Definition of Total Football

Johan Cruyff is a legend of football, not only for his playing days, but also for his innovations as a manager. Particularly, his emphasis and philosophy of "Total Football" revolutionised how teams play the game.

The concept of Total Football revolves around the idea that any player can be used in any position of the pitch (with the exception of the goalkeeper). That means that defenders should be just as comfortable playing as a forward as they are in the back. Midfielders should be able to drop back and go forward as needed. Players need to be intelligent and extremely technically skilled to pull this sort of system off.

The actual philosophy of Total Football does predate Cruyff, being used in the 30s, 40s and 50s by Austrian and English sides.
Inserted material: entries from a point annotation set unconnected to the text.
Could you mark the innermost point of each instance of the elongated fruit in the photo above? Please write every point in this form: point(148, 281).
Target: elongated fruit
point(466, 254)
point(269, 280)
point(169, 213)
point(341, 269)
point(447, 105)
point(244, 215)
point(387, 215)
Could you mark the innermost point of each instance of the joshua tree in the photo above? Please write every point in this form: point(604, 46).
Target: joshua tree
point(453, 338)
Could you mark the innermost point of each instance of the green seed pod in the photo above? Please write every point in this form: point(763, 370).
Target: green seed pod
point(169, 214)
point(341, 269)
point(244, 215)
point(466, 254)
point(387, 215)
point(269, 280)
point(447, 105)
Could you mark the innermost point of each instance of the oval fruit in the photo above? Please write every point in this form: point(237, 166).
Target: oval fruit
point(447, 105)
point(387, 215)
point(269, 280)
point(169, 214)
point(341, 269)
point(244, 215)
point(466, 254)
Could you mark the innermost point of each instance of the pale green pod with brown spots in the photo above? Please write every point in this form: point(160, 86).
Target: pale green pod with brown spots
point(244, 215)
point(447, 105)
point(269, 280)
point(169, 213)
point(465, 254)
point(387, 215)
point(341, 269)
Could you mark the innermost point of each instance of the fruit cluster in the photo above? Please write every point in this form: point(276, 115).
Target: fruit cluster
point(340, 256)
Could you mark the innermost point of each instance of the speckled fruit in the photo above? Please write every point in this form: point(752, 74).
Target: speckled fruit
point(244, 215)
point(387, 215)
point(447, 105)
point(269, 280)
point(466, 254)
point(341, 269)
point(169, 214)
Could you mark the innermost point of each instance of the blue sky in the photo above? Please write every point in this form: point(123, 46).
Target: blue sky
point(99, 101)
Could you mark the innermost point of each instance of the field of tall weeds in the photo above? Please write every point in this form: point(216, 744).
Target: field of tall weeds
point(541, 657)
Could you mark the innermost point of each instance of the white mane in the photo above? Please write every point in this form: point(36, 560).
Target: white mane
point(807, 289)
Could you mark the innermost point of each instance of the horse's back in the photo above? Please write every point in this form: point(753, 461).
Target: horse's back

However, it wasn't until Dutch side Ajax started using it in the 70s that it truly rose in popularity. Cruyff and other players were deployed by Ajax and the Dutch national team to be free to roam around the field in order to confuse opposition.

Total Football has also evolved over time, most notably with Pep Guardiola's "Tiki taka" philosophy at Barcelona (who were managed by Cruyff in the late 80s and early 90s) . While the positions were more fixed than the Dutch sides of the 70s, Guardiola did require his players to be highly technical and able to move around nearly any part of the field.

While Total Football did not make a side invincible (the Dutch lost the 1974 World Cup to a more defensive West Germany), it did lead to some lovely attacking football and highly successful teams. Another reason as to why Johan Cruyff's name shall live on forever in the hearts and minds of football fans everywhere.